"O'Regan, Emlyn" <Emlyn.ORegan@actew.com.au> writes:
> I'm a bit worried about all this talk of Jupiter sized brains (although
> I'm guilty of it myself).
> Wouldn't such a thing be a target? If someone was annoying you who was
> dependent on a Jupiter sized brain, then wouldn't you be tempted to lob
> a couple of fusion bombs at it (sorry all you pacifists out there).
Yes, a huge system is a visible target if there are nasty people around. Whether this is a big problem or not is a function of the number of nasties, the offensive strength they can wield and the defensive strength of the jupiter brain. A complicated problem.

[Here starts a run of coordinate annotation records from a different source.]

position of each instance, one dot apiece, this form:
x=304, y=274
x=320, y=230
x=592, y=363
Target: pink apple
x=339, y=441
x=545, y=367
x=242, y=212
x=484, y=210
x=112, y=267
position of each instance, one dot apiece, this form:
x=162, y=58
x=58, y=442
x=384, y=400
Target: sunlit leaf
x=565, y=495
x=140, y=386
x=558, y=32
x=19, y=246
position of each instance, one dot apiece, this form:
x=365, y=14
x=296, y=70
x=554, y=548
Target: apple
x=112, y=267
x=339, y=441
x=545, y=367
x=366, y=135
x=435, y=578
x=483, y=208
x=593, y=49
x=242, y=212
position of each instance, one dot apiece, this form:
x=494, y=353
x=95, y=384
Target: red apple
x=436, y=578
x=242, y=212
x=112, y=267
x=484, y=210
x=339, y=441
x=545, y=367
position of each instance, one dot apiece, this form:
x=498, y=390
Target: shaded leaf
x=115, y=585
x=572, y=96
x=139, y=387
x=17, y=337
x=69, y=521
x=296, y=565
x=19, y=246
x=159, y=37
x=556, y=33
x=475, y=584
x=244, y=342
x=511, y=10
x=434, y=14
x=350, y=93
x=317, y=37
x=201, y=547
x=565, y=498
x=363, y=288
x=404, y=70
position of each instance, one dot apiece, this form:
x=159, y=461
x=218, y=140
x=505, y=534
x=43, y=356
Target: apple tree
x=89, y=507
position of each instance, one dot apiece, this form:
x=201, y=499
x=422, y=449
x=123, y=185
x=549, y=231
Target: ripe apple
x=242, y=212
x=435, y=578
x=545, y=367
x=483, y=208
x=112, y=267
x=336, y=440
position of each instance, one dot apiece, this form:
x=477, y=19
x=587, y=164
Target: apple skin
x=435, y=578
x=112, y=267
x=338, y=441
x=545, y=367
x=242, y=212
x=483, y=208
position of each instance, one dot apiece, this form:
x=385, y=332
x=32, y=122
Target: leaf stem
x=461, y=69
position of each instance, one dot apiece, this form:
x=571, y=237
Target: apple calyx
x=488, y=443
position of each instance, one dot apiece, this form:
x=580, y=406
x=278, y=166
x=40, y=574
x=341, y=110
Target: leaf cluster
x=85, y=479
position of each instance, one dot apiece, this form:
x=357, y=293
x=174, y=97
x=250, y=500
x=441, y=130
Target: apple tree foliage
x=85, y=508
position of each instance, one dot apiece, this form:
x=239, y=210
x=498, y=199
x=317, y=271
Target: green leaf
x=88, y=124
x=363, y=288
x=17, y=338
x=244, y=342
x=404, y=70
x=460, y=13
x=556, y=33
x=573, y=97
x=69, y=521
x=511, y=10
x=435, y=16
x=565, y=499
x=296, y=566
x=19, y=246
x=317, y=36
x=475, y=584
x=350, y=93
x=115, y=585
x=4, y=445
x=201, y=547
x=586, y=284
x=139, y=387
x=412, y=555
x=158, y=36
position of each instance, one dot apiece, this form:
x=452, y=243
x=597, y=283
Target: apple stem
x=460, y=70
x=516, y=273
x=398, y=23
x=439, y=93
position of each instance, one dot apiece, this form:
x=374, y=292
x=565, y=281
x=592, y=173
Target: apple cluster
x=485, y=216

But a jupiter-sized brain is not likely unless there is a strong need for very fast and dense communications. A more likely structure (assuming just molecular nanotechnology) is a cluster of asteroid-sized systems. And distribution, redundancy and error-correction would make it much less vulnerable.

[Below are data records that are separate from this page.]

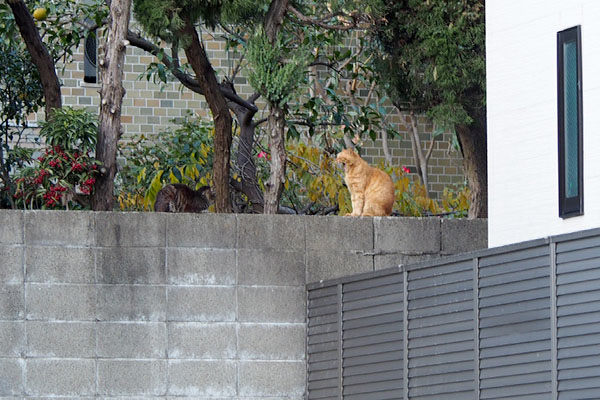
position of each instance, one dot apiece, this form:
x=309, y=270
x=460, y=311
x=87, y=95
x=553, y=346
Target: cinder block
x=132, y=340
x=12, y=339
x=131, y=303
x=394, y=260
x=11, y=228
x=330, y=264
x=281, y=232
x=61, y=302
x=11, y=270
x=201, y=230
x=463, y=235
x=60, y=265
x=271, y=304
x=197, y=340
x=116, y=229
x=188, y=266
x=11, y=377
x=60, y=377
x=12, y=301
x=272, y=378
x=337, y=233
x=203, y=303
x=132, y=377
x=131, y=265
x=410, y=236
x=52, y=228
x=202, y=378
x=272, y=342
x=271, y=267
x=61, y=339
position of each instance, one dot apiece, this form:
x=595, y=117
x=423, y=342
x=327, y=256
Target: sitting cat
x=177, y=197
x=371, y=189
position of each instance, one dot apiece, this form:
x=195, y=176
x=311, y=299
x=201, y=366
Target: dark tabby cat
x=177, y=197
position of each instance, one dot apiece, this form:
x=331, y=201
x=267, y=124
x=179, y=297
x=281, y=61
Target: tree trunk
x=473, y=142
x=39, y=55
x=111, y=99
x=276, y=119
x=244, y=160
x=222, y=118
x=274, y=186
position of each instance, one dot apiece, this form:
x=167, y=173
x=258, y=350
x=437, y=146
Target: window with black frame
x=570, y=123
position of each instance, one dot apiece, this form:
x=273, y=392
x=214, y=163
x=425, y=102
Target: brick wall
x=195, y=306
x=149, y=108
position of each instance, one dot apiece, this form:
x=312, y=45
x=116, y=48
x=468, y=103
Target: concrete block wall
x=199, y=306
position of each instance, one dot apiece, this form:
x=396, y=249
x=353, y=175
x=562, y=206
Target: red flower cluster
x=52, y=197
x=40, y=177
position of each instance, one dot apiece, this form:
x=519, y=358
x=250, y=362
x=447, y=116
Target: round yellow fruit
x=40, y=14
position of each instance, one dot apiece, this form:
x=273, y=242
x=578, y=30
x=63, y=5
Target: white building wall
x=522, y=116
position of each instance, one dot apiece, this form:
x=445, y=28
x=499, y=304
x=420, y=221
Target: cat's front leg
x=358, y=203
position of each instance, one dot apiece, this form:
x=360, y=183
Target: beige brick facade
x=149, y=108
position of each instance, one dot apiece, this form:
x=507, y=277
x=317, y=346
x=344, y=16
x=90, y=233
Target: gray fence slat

> Also, in my experience, computers have been getting *smaller* as time
> wends its way towards whatever it wends its way towards. While we're all
> doing this "my brain's bigger than yours" stuff, transhumans might be
> more impressed by tiny, weeny little brains. "I've got the new
> google-flops processor(s) running my brain, it's made out of quarks, and
> is the size of the head of a match - oh wait, I've dropped it, hey,
> guys, can you help me find my brain, it's here somewhere, no, don't step
> there, aaarrgghhhh *gurgle*).
:-) Actually, there are a limit to how small brains can become. At the very least Bekenstein's bound on the information density, but more likely due to stuff like quantum noise and physical properties of the materials we can get. And once this is reached, the brains will start to grow. Whether they ever become macroscopic (and somebody can ever afford the luxury of having a jupiter brain for itself rather than distributing across the networks) is another matter.
> Anyway, surely it would play hell with your neck muscles.